By Himani Kothari
Title: Password; Author: Martin Paul Eve; Publisher: Bloomsbury; Pages: 124 ; Price: Rs 250
We have come far as a civilised society and with it, the way we see or do things has seen a drastic change too. Take, for instance, the measure we use to keep our secrets safe. In simpler words — the password.
While in the pre-Internet days, something as simple as “Open Sesame” would have done the trick, today even a combination of uppercase and lowercase letters, a numeral and a special character, a word that is certainly not the username, a word much different from the last three passwords and 10 million other requirements are not enough to ward off potential hackers. Whatever happened to just using your favourite sports team, best friend’s name or other memorable phrases as the password?
Since we spend a major chunk of our time on this combination of weird letters and symbols, it’s high time we talked about it and explored its increasing significance in our currently digital world.
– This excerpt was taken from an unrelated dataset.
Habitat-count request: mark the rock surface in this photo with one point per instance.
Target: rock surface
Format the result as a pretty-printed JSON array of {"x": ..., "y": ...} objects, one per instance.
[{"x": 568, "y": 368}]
This is what Martin Paul Eve sets out to do in his book “Password” as he explores “how ‘what we know’ became ‘who we are’, revealing how the modern notion of identity has been shaped by the password”.
While Eve, Professor of Literature, Technology and Publishing at University of London’s Birkbeck College, dwells on use of passwords down history, in military, in literature — most importantly J.K.Rowling’s Harry Potter series, where passwords are used in different forms — in films and, of course, in the digital age, the important question is: What is its future?
If we were to go by dystopian sci-fi movies like “Blade Runner 2049”, the answer would be that biometrics would replace it.
Though dismissing the contention that biometrics are a plot to kill the password, Eve does agree that it’s a pretty solid way for authentication and identification. At the same time, he seeks to remind us how futile it can be, as shown in many films where a body part is removed from a dead or, in a more ghastly scenario, a still alive person to authenticate their biometrics.
So, coming back to the password, how do you keep your information, specially of the financial sort, safe? The question becomes more pertinent with the biggest global firms facing cyber security threats. But we can’t help that. What we can do at our level is to make the password harder to crack (and may be not surf porn sites or torrents, and not save all our passwords in our phone?)
Here’s what Eve suggests: “The aim is not to make a password unbreakable but rather to make it infeasible to crack a password within a meaningful timeframe.”
Meanwhile, alongside, in an interesting — but relevant — look into the ways of the Internet, the author tells us how the digital world lingo has in fact been taken from the real world.
“Hypertext websites, for instance, are ‘visited’ (they are, by their very name, ‘sites’). Online discussion functions are called chat-rooms. Indeed, a plethora of spatial metaphors has been deployed to refer to the virtualised environments, forums, spaces, places, sites, rooms and home pages in the digital world… We surf, scroll, click, enter, log in and many more.”
His aim by this digression is to stress that since the digital or virtual is not all that different from the real, it raises the question: What is someone’s identity in the digital world? And since a password is, in the most basic sense, an instrument to verify who somebody is, can unauthorised use of a password be called “identity theft” in the digital world? Read the book to find out.